Re: 001_rep_changes.pl fails due to publisher stuck on shutdown - Mailing list pgsql-hackers

From Kyotaro Horiguchi
Subject Re: 001_rep_changes.pl fails due to publisher stuck on shutdown
Date
Msg-id 20240612.101327.1997110414413074864.horikyota.ntt@gmail.com
Whole thread Raw
In response to Re: 001_rep_changes.pl fails due to publisher stuck on shutdown  (Amit Kapila <amit.kapila16@gmail.com>)
Responses Re: 001_rep_changes.pl fails due to publisher stuck on shutdown
List pgsql-hackers
At Tue, 11 Jun 2024 14:27:28 +0530, Amit Kapila <amit.kapila16@gmail.com> wrote in 
> On Tue, Jun 11, 2024 at 12:34 PM Kyotaro Horiguchi
> <horikyota.ntt@gmail.com> wrote:
> >
> > At Tue, 11 Jun 2024 11:32:12 +0530, Amit Kapila <amit.kapila16@gmail.com> wrote in
> > > Sorry, it is not clear to me why we failed to flush the last
> > > continuation record in logical walsender? I see that we try to flush
> > > the WAL after receiving got_STOPPING in WalSndWaitForWal(), why is
> > > that not sufficient?
> >
> > It seems that, it uses XLogBackgroundFlush(), which does not guarantee
> > flushing WAL until the end.
> >
> 
> What would it take to ensure the same? I am trying to explore this
> path because currently logical WALSender sends any outstanding logs up
> to the shutdown checkpoint record (i.e., the latest record) and waits
> for them to be replicated to the standby before exit. Please take a
> look at the comments where we call WalSndDone(). The fix you are
> proposing will break that guarantee.

Shutdown checkpoint is performed after the walsender completed
termination since 086221cf6b, aiming to prevent walsenders from
generating competing WAL (by, for example, CREATE_REPLICATION_SLOT)
records with the shutdown checkpoint.

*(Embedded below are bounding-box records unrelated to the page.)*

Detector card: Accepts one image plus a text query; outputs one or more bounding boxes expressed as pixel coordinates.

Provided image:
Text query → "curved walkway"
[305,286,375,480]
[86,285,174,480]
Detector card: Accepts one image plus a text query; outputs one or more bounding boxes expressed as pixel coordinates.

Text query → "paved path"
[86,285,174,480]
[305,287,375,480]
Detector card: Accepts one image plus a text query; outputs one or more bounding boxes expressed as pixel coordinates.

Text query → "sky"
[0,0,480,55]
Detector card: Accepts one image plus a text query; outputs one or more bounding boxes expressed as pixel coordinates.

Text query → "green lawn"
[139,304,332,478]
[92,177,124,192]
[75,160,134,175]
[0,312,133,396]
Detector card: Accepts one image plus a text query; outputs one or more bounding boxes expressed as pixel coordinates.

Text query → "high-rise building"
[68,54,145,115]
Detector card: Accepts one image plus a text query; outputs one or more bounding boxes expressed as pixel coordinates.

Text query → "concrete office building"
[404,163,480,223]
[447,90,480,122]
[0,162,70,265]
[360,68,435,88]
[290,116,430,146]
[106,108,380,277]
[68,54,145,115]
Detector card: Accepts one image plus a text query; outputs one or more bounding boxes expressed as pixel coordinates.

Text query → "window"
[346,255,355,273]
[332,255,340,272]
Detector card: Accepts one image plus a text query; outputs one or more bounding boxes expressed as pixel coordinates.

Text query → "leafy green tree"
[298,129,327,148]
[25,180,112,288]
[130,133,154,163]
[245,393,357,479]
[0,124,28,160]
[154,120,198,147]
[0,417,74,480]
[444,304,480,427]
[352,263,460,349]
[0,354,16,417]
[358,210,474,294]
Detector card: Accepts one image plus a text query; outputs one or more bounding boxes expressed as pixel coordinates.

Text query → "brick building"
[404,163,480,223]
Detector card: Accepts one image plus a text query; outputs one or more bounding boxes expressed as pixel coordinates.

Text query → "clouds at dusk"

Thus, it seems that the
walsender cannot see the shutdown record, and a certain amount of
bytes before it, as the walsender appears to have relied on the
checkpoint flushing its record, rather than on XLogBackgroundFlush().

If we approve of the walsender being terminated before the shutdown
checkpoint, we need to "fix" the comment, then provide a function to
ensure the synchronization of WAL records.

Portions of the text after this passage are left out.